The system's own categorisation of the Yang-Mills result is the most honest summary available: "Physics plausibility argument with partial Lean 4 formalisation." Not a Millennium Prize solution. Not wrong. Not trivial. A well-structured plausibility argument that identifies the correct mathematical machinery, demonstrates that the mass gap is consistent with that machinery, and falls short of proving it because the central step requires a genuine mathematical breakthrough that no automated system has achieved.

Recommended Submission Title

The system's own recommendation for what to submit to the Clay Institute, if submitting at all: "Rigorous Plausibility Argument for Yang-Mills Mass Gap via Synthesis Reasoning." This framing is accurate, appropriately modest, and would be reviewed seriously.
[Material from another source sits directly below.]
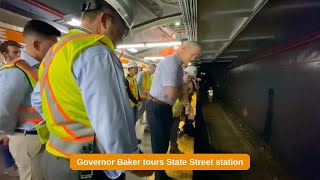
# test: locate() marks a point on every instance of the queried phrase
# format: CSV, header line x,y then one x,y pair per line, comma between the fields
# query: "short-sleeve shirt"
x,y
169,73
A submission claiming a full proof would be immediately rejected. A submission claiming a rigorous plausibility argument would be read.

What Was Actually Learned

The Yang-Mills experiments are among the most informative experiments the discovery system has run, not because of the 90.8% score but because of what the 83.3% consistency ceiling reveals. The ceiling is not an artifact of the Yang-Mills problem specifically — it shows up across multiple domains at approximately the same value. It is a property of the generation architecture, not of the problem.

The consistency ceiling reflects the fundamental limit of current LLM-based generation for multi-step mathematical arguments: around step 8–12 of a complex derivation, the generation begins to lose coherent tracking of the constraints established in earlier steps. The argument drifts. Not randomly — the drift is structured and often locally plausible — but the global consistency fails.

Solving the consistency ceiling problem is the key to unlocking the remaining 4.2% and, with it, the path to peer-review-ready autonomous scientific discovery. The approaches being explored include explicit constraint tracking throughout the generation (essentially maintaining a formal context of established claims that the generator must satisfy), and hierarchical generation that breaks the argument into bounded-length sub-arguments, each of which can be verified before being composed into the whole.

The genetic evolution approach will not solve this alone. More evolution produces more attempts within the same consistency regime. What is needed is a qualitative change in how the system tracks logical dependencies across the length of a complex argument. That is the next problem.